Again, stuff in the social contract is more important than stuff not
in it.  The social contract is enshrined as a "foundational document"
of the project.  It requires the same level of consensus as changing
the constitution. You understand this, right?

What other conclusion do you expect when you say that you believe the
social contract should describe ideology and "pragmatic" stuff should
be removed?

> >> It's a distinction
> >> I'm not surprised that not everybody see but it is important to me.
> > Mmm. You're very special.
> No, I'm not. 

Mmm. I thought you just said you saw something that other people didn't?
Surely that makes you special?

> It might be a cultural issue but it is, for me, perfectly
> sane to say:
>   1. This is what I believe.

"That Debian should be 100% free" ?

>   2. This is how I make them true in the most optimal way.
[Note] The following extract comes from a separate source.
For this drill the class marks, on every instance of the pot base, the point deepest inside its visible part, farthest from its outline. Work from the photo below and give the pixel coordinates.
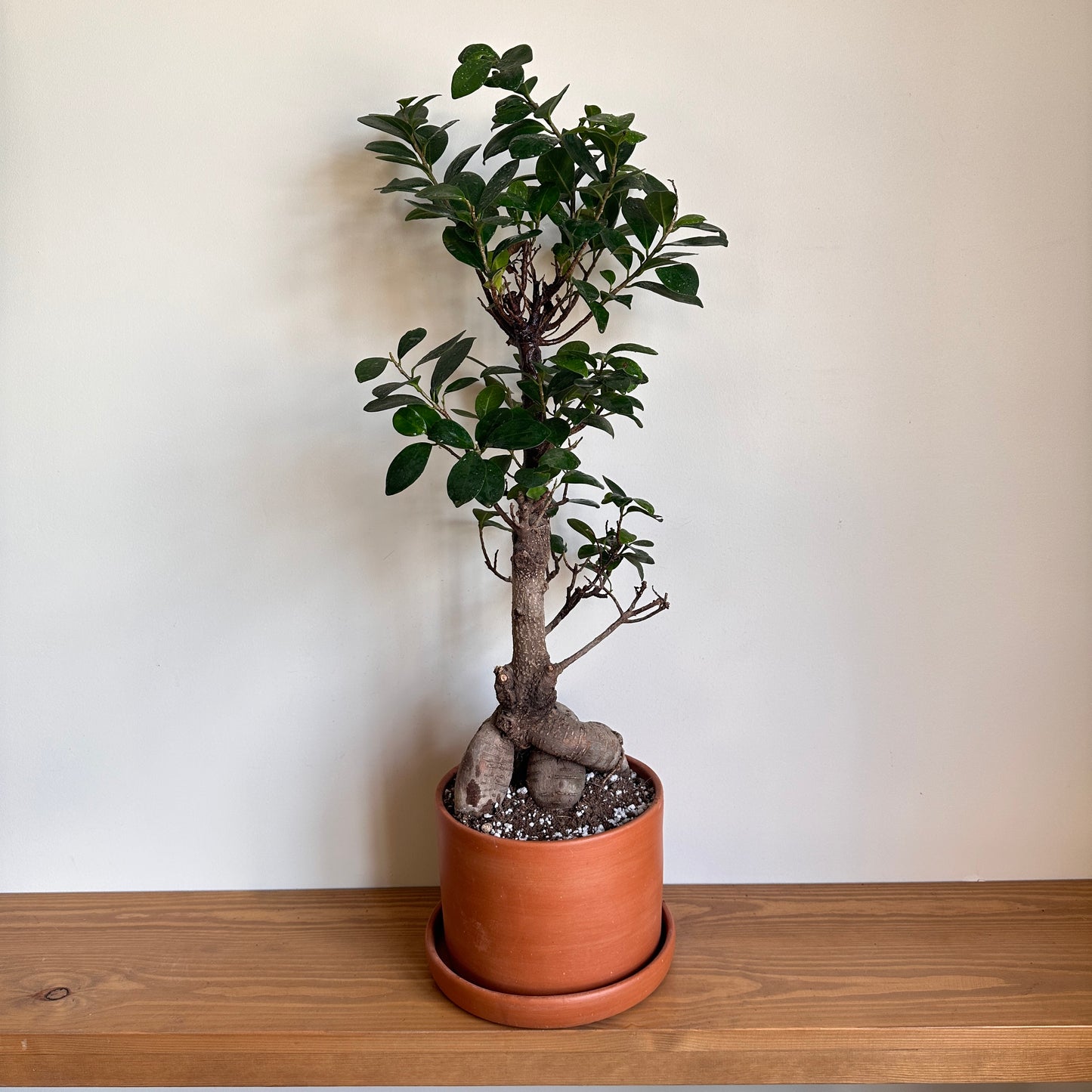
(554, 1010)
"By including non-free stuff in Debian" ?

> Pragmatism might be fully absent from the first but essential in the
> second. 

Don't you at least see a problem with trying to satisfy your beliefs by
doing the opposite of them?
 
> > Just because supporting non-free software doesn't have any moral value
> > for you, doesn't mean that's the same for everyone.
> So what you're saying is that if something have any moral value for
> any Debian Developer then it should be part of the social contract
> (Ok, restricted to thing relevant for developing an operating system)?

No, I'm saying that declaring our support of non-free to be "pragmatic"
and thus somehow inappropriate for the social contract depends on your
prejudices, it's not an absolute truth that can stand on its own.

> No, the social contract is the common ground we're all agreing to and
> not just random collection of what some of the developers believe in
> and find moral value in. 

Mmm. Given that we have all already agreed to it, and that it's the only
precedent for the Debian social contract, people wouldn't be saying that
things already in it just aren't appropriate in that sort of document
though, wouldn't you?

Cheers,
aj

-- 
Anthony Towns <aj@humbug.org.au> <http://azure.humbug.org.au/~aj/>
I don't speak for anyone save myself. GPG signed mail preferred.

Australian DMCA (the Digital Agenda Amendments) Under Review!